Mmm, I have mixed feelings about the Bechdel test as a tool, to be honest, at least for the purpose of criticizing any individual story--after all, passing the Bechdel test doesn't make your story "feminist", it just makes it a story where two women talk to each other about something other than men at one point. It can easily be misogynistic in every other way.
You say "just!"
The idea is that depicting women with agency as full human beings -- able to have a conversation without depending on men to make it important or real -- is by itself a thing of importance: even, that it's more fundamentally upsetting of the Established Order of Things than simply saying or not saying certain kinds of things.
For example, a tv series about 4 women who seem very independent and self-actualized and say lots of self-actualized-sounding things -- but every conversation they have, no matter how sassy, is always about sex with men or romance with men or problems with men. They have no life, as characters, outside of men.

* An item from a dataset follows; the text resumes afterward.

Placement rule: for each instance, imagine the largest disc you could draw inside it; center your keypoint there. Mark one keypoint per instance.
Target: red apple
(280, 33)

Versus a movie in which two women develop an intense, antagonistic, but eventually grudging mutually respectful work relationship in the field of high fashion, and spend lots of time talking and arguing about clothes, shoes, belts, and handbags.
The classic Andrea Dworkin type viewpoint would say that the second one is bad because the subject matter is on a checklist of bad, misogynistic topics. But topics aren't misogynistic -- people are.
In practice it
doesn't seem easy to pass the test as a writer and be a misogynist -- it appears to be very difficult if not impossible for people with real misogynistic streaks to write these kinds of character interactions in the first place. In fact it appears to be easier to recite the things you're "supposed" to say than to structurally change the gender dynamic. (Yes, Kathryn Bigelow, that means you too.)
At least that's been my observation!